Use MirrorMaker 2 to migrate Kafka clusters between different Azure HDInsight versions
Learn how to use Apache Kafka's mirroring feature to replicate topics to a secondary cluster. You can run mirroring as a continuous process, or intermittently, to migrate data from one cluster to another.
In this article, you use mirroring to replicate topics between two HDInsight clusters. These clusters are in different virtual networks in different datacenters.
- We can use mirroring cluster as a fault tolerance.
- This is valid only is primary cluster HDI Kafka 2.4.1, 3.2.0 and secondary cluster is HDI Kafka 3.2.0 versions.
- Secondary cluster would work seamlessly if your primary cluster went down.
- Consumer group offsets will be automatically translated to secondary cluster.

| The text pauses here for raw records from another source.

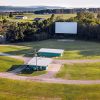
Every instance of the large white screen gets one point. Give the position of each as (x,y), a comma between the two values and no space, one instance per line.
(66,27)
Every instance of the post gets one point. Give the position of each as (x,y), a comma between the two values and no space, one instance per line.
(36,56)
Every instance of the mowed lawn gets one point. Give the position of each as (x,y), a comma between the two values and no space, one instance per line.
(73,49)
(80,71)
(7,62)
(21,90)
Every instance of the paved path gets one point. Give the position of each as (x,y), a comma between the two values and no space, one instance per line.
(47,80)
(75,61)
(49,76)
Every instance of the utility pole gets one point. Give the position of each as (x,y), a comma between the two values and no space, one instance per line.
(36,56)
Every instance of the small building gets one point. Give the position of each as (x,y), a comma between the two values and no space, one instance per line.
(40,62)
(21,17)
(45,52)
(39,19)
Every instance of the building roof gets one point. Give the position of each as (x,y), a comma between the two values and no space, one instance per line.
(40,61)
(51,50)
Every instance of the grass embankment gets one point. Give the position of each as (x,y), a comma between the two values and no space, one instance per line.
(84,71)
(73,50)
(20,90)
(7,62)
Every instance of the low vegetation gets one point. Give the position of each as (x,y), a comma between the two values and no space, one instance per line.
(20,90)
(73,49)
(80,71)
(7,62)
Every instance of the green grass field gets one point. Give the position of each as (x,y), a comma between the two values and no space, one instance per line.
(78,71)
(7,62)
(73,50)
(20,90)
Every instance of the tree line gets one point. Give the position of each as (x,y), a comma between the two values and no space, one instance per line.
(88,28)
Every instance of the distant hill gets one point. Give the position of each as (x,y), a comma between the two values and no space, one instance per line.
(30,8)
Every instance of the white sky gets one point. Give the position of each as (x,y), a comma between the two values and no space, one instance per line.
(63,3)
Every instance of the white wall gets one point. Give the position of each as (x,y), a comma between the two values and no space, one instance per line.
(66,27)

- Just point your primary cluster consumers to secondary cluster with same consumer group and your consumer group will start consuming from the offset where it left in primary cluster.
- The only difference would be that the topic name in backup cluster will change from TOPIC_NAME to primary-cluster-name.TOPIC_NAME.
How Apache Kafka mirroring works
Mirroring works by using the MirrorMaker2 tool, which is part of Apache Kafka. MirrorMaker consumes records from topics on the primary cluster, and then creates a local copy on the secondary cluster. MirrorMaker2 uses one (or more) consumers that read from the primary cluster, and a producer that writes to the local (secondary) cluster.
The most useful mirroring setup for disaster recovery uses Kafka clusters in different Azure regions. To achieve this result, the virtual networks where the clusters reside peered together.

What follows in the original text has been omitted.